Med Board Blues

You’ve heard of March Madness?  Well, I’d like to give it a new spin.

In March Sean officially began the process for his medical evaluation board (MEB) through the Army which would allow him to take a medical retirement .  We have been waiting for this to proceed for almost two years.   

Following our testimony and meetings in Washington, DC in January, there was some Congressional pressure applied to get people moving.  Suddenly we had people calling and scheduling appointments.  Great!  However, a nurse would call and say they had an opening that afternoon (Um, no.  We’re 10 hours away.), oh can you be here at 10 tomorrow?  (Seriously?)  They were scrambling, but no organized plan in sight.

Fortunately we connected with a Physical Evaluation Board Liaison Officer (PEBLO) who worked dilligently to arrange all Sean’s appointments with various departments within the same week at the end of March. 
Orthopedics:  examined his 1998 knee injury
Psychiatry:  requested repeat neuro psychological evaluation
Ophthalmology:  requested repeat evaluation by neuro ophthalmologist
The neuro ophthalmologist requested an MRA, MRI of orbits (eyes), and an electroretinography (ERG).
Neurology:  requested repeat visual evoked potentials (VEP)
Physical:  requested repeat MRI

With some difficulty, Sean was put on orders to fly us down for his week of appointments. Despite the push to have Sean’s evaluations done in a timely manner, the job of issuing the orders was a “hot potato” with no one doing the job, and everyone denying it was their responsibility.

We were told at week’s end that Sean needed to have the above testing requested by each department completed. . . at the military base. . . as schedules allowed. . . meaning mulitple trips back and forth.  Sean requested that he be allowed to arrange the appointments closer to home to make it easier for him and for our family.  It was agreed that we would work with Tricare to find providers and set up the appointments–and have it all completed within 30 days!

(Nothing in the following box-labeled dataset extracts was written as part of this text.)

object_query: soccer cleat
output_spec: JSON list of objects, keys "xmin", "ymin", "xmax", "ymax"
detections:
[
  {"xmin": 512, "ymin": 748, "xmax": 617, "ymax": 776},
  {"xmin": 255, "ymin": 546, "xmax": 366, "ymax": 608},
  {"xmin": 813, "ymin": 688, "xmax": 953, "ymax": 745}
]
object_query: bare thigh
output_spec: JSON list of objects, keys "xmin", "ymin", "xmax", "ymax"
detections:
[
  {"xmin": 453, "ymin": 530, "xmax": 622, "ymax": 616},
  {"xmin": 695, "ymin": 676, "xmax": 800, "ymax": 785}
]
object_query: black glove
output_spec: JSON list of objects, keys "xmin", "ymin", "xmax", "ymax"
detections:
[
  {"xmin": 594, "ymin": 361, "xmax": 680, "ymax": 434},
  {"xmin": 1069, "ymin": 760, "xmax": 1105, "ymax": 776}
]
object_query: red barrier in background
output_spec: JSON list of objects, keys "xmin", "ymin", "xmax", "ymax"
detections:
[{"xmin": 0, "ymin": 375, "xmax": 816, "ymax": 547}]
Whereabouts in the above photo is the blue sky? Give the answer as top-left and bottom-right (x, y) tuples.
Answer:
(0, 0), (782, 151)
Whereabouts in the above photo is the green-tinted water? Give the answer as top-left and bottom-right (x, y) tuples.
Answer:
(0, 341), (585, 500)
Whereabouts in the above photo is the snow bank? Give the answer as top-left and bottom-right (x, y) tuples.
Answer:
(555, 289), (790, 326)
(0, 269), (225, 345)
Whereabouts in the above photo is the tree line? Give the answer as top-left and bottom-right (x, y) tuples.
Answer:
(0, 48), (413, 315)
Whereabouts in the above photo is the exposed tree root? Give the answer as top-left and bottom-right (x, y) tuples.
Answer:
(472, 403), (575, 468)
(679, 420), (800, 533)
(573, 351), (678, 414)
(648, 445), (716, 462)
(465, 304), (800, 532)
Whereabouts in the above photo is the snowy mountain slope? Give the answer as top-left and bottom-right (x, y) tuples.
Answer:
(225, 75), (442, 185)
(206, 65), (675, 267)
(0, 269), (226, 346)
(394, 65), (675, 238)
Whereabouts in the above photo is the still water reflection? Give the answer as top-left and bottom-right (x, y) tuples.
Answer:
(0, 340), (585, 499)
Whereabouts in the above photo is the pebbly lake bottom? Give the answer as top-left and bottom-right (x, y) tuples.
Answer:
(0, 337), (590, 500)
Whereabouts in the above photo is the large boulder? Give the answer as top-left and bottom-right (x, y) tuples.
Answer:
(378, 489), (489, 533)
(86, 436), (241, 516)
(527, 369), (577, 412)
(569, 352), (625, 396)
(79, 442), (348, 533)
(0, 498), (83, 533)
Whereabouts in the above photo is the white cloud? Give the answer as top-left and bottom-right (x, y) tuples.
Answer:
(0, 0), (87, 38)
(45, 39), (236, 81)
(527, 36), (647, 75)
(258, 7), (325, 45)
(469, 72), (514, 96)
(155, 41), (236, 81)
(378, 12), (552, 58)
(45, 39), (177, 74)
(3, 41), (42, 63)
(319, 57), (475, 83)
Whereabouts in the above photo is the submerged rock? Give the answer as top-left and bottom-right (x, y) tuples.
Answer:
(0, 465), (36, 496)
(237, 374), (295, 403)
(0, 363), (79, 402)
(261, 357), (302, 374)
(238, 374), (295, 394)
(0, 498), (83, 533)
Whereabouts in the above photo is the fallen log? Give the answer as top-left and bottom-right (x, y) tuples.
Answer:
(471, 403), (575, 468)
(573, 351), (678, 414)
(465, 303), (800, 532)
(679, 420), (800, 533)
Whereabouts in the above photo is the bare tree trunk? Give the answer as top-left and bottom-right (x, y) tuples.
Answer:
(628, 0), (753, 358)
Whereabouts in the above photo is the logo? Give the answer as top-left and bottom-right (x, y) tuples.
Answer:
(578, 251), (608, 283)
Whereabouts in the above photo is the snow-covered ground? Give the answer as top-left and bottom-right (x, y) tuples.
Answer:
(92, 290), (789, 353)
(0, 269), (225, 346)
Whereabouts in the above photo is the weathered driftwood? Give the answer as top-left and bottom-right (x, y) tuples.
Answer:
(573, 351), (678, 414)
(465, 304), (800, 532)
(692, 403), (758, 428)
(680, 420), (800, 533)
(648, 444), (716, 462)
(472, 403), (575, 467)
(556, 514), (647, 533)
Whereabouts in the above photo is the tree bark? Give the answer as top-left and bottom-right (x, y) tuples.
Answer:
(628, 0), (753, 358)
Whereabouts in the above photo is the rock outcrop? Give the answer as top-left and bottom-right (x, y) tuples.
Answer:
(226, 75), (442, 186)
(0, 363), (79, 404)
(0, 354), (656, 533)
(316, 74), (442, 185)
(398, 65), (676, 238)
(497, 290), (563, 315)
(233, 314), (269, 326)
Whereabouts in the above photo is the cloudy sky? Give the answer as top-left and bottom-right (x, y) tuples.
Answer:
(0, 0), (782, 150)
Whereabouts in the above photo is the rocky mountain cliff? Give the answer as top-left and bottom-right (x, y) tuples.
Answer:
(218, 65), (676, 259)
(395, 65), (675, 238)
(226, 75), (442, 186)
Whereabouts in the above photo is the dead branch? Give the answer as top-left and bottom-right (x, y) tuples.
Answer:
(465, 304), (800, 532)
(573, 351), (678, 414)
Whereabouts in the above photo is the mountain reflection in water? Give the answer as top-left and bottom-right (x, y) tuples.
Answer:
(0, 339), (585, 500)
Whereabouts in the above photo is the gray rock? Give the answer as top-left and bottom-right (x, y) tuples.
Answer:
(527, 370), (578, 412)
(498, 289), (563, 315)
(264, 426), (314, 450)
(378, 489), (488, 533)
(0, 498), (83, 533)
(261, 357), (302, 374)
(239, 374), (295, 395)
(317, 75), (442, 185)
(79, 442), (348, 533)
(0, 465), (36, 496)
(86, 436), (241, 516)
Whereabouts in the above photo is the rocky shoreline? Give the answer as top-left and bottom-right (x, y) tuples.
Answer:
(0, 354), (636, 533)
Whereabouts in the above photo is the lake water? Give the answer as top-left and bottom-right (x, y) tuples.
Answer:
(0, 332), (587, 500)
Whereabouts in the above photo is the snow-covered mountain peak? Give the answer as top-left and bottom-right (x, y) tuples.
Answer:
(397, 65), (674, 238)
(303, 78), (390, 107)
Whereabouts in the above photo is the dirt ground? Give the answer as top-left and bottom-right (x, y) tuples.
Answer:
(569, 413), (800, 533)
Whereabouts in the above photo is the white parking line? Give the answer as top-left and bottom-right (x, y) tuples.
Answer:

Little did I know what I was agreeing to do!  I spent most of April on the phone with Tricare trying to get each test approved.  I was on the internet searching for providers, then contacting each provider to ask if they were a Tricare provider, accepting new patients, and could see Sean within 30 days.  In the meantime, Tricare was sending me letters with appointments they had arranged in places like Independence, MO, and Topeka, KS.  I was calling and cancelling those appointments and making new ones closer to home.  By close I mean within six hours driving distance.  We travelled to Minot, ND, Sturgis, SD, and Minneapolis, MN, and Sioux Falls (3 times) in less than a month.

There was great confusion over the MRI as Tricare refused to approve it in Aberdeen, instead telling me every time I called that Sean could have it done on post–10 hours away.  Ridiculous!
While it took longer than 30 days (we had to make multiple requests to the doctor on post to submit a request for an MRI in Aberdeen), we managed to have all testing completed and results submitted by mid-May. 

Then, we waited for the doctors to write the NARSUM, or narrative summary, which will eventually go to the Physical Evaluation Board (PEB) for a final rating decision and discharge.  We are still waiting.